Buying a used car the data science way: Part 1

webscraping cars pricing r
Bryan Whiting
2017-02-18

[Update 2021-11-16] This analysis was originally written on my old blog here. You can find the source code for it here. This code no longer works as TrueCar changed their CSS to make it more difficult to scrape. It’s still possible, but you’d need to build a custom scraper from scratch.

This is part 1 out of a two-part series on scraping used car data. Check out part 2 to learn how to analyze the data.

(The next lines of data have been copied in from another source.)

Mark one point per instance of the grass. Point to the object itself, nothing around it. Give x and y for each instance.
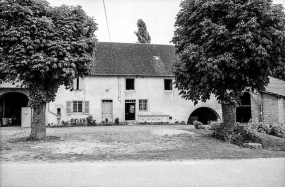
(139, 142)
(272, 142)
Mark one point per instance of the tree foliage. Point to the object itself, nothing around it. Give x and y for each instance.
(142, 33)
(44, 47)
(227, 46)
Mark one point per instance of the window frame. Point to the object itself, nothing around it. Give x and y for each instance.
(146, 105)
(77, 112)
(170, 86)
(133, 84)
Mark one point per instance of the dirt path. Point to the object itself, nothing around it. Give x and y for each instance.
(151, 142)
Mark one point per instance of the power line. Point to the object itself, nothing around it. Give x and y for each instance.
(107, 20)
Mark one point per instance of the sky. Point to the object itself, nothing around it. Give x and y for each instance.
(159, 16)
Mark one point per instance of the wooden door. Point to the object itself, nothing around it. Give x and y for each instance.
(107, 110)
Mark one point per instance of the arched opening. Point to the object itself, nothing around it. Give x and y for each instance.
(244, 109)
(11, 104)
(203, 114)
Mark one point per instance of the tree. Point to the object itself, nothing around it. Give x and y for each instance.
(44, 47)
(142, 33)
(225, 47)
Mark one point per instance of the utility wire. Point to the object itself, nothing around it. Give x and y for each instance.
(113, 54)
(107, 20)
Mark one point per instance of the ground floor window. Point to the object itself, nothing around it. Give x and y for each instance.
(143, 105)
(77, 107)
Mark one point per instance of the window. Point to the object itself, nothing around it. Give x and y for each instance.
(130, 84)
(77, 107)
(167, 84)
(78, 83)
(143, 105)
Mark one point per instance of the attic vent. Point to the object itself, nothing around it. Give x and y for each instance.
(156, 57)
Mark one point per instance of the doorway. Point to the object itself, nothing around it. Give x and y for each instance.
(10, 108)
(130, 110)
(203, 114)
(107, 110)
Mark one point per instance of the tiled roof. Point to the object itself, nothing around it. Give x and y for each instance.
(276, 86)
(133, 59)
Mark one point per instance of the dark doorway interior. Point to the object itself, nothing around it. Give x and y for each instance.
(130, 111)
(203, 115)
(244, 109)
(10, 106)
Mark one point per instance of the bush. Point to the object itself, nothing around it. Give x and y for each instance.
(240, 135)
(263, 128)
(215, 125)
(277, 131)
(272, 143)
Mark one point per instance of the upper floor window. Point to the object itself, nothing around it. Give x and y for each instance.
(130, 84)
(167, 84)
(78, 83)
(142, 105)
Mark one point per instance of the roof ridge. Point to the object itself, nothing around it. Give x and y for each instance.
(135, 43)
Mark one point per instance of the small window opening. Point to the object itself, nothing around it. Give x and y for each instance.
(130, 84)
(167, 84)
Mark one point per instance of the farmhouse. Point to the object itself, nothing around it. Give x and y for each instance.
(134, 82)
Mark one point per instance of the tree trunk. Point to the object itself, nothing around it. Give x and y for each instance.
(229, 116)
(38, 131)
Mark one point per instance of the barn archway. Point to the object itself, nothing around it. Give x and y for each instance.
(204, 115)
(11, 104)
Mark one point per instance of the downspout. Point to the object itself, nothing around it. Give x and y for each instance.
(261, 110)
(51, 113)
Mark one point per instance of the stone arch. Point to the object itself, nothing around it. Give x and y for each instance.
(11, 103)
(203, 114)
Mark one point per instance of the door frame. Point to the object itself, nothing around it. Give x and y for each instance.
(102, 101)
(135, 101)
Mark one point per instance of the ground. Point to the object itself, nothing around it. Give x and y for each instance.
(108, 143)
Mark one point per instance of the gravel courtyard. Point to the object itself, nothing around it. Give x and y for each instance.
(106, 143)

In another post, I describe how I use this data that I’ve scraped, but I wanted to provide a more in-depth tutorial for those interested in how I got the data. Note, this data belongs to Truecar, so all uses herein are for personal and academic reasons only.

Get the data

In order to do any good analaysis, you first need data. I prefer to have more data than less, where possible. In this case, I don’t have any data, so I use webscraping to get the data. There are much better tutorials on how to scrape data, so I’ll be light. I use R’s rvest package here, which does a decent job.1 Let’s look at Truecar’s Used Car postings2. First I use google to find the search query on Truecar that I like.

Load packages

library(rvest)
library(dplyr)
library(magrittr)
# Find the URL of the data you want to scrape
url <- 'https://www.truecar.com/used-cars-for-sale/listings/ford/edge/'
read_html(url)
## {xml_document}
## <html lang="en-US">
## [1] <head>\n<meta http-equiv="Content-Type" content="text/html; charset= ...
## [2] <body>\n    <!-- Element target for any partner code meant to execut ...

You’ll see there’s a head and a body. Our data’s in the body, so let’s use html_nodes() and html_text() to parse out the data we want. I used Selectorgadget to know what HTML classes to search for.

read_html(url) %>% html_nodes('.col-xs-6.col-sm-8.no-left-padding') %>% html_text()
## character(0)

So that’s how you get the data on a single page. If you look closer at the URL, you see a lot of helpful things. First, there’s the make, then the model, then the location-zip, then the year-range, and ultimately the trim. This is a very pretty and clean URL. If you click on a few additional pages, you’ll see the URL opens up with ?page=2.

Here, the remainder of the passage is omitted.